To β€œforce” constant propagation we can do it recursively and inline the checks:

function _get_block_substate(names::Tuple{}, substates::Tuple{}, name::Symbol, state)
    throw(ArgumentError("No such substate: $name"))
end

function _get_block_substate(names::Tuple, substates::Tuple, name::Symbol, state)
    if names[1] === name
        return BlockSubstate(state, substates[1])
    end
    return @inline _get_block_substate(Base.tail(names), Base.tail(substates), name, state)
end

Or use Unrolled.jl to create a generated function with separate checks:

@unroll function _get_block_substate(names::Tuple, substates::Tuple, name::Symbol, state)
    @unroll for i in 1:length(names)
        if names[i] === name
            return BlockSubstate(state, substates[i])
        end
    end
    throw(ArgumentError("No such substate: $name"))
end

Creating the BlockSubstate at the point of finding the substate name avoids the union splitting from substates[fieldname] - and this is all done at compile time; now both property_access and direct_access take the same amount of time.


Replying to the other points in this thread: in this simulation I need to do a lot of mutation on the states, so modelling them as immutable structs that I keep recreating and overwriting is really 1) (for sure) not pleasant, and 2) (I think) not as performant, especially when talking about millions or billions of bodies; it’s not just incrementing a position (which an integrator would do anyways), but thousands of lines of complex interactions between bodies. Then there are also types which cannot be directly modelled by this approach, such as triangular (2D) meshes, where you store vertices and connectivity separately, so a single struct Triangle doesn’t make sense as for a single struct Atom.

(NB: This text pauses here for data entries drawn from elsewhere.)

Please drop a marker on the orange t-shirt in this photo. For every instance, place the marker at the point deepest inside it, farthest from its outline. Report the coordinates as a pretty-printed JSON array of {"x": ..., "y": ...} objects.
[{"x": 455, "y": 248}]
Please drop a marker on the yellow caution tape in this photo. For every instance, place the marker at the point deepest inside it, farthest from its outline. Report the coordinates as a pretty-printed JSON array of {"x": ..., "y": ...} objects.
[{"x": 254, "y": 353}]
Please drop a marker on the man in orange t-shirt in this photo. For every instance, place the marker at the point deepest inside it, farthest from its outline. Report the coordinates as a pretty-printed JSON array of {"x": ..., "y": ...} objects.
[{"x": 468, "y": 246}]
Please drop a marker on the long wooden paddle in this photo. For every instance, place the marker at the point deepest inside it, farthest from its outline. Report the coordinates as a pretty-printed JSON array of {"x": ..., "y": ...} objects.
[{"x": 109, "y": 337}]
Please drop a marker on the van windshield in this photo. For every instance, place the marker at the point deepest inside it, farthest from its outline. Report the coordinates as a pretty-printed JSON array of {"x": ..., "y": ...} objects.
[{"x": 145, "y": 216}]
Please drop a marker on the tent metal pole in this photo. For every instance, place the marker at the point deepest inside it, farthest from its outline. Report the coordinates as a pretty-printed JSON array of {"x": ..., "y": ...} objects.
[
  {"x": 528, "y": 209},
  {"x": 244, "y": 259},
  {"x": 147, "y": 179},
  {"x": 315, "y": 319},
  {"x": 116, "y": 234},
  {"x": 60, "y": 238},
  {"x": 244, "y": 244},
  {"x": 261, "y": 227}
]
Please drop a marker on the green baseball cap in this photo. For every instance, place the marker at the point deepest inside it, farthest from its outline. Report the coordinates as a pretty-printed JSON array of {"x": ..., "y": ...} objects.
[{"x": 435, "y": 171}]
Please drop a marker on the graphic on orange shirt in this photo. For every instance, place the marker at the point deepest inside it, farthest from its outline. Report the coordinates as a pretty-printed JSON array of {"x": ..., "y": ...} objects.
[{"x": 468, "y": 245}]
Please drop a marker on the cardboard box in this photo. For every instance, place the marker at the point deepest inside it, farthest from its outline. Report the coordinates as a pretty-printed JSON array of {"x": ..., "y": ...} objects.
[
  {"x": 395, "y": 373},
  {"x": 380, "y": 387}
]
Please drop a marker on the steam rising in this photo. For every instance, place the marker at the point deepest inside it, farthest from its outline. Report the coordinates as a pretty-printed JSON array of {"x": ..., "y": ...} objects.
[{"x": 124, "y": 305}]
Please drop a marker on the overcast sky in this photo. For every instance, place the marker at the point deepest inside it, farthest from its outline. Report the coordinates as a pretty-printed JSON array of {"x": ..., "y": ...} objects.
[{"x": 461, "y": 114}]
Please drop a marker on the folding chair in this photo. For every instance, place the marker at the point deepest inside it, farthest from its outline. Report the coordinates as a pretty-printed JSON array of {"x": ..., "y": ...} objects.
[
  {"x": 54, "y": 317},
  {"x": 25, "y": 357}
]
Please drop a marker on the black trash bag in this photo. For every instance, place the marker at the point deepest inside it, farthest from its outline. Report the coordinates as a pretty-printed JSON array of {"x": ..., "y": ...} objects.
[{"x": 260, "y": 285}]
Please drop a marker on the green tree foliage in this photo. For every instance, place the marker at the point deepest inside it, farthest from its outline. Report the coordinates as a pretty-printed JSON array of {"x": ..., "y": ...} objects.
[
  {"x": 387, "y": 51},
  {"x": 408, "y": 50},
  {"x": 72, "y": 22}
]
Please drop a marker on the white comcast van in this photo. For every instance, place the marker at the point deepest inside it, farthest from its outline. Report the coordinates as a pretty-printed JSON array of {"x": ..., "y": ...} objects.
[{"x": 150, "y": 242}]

@mikmoore your solution still hardcodes the state names, either in the accessors or the fields in the struct; I need to be able to change them depending on the simulation without having to write new structs. @simsurace Ark.jl looks nice, but I’d still have to 1) define new structs for each simulation type, and 2) it is not threadsafe; I’ll need this to work on a GPU too. Backing this all by a single mutable matrix keeps writing into memory to a minimum, works directly with an integrator, and makes usage more natural for this specific usecase (I do think bodies_state.velocity[1, ibody] = ... is clearer than update(bodies_state, (; velocity=...))).


Now my question is why a compile-time known Symbol as in bodies_state.velocity doesn’t propagate into accessing a NamedTuple as in substates[name]? Why exactly does this trigger union-splitting?

Also, what exactly is jl_get_pgcstack_static and why does it pop up here? I didn’t really understand it just from the threading.c compiler code.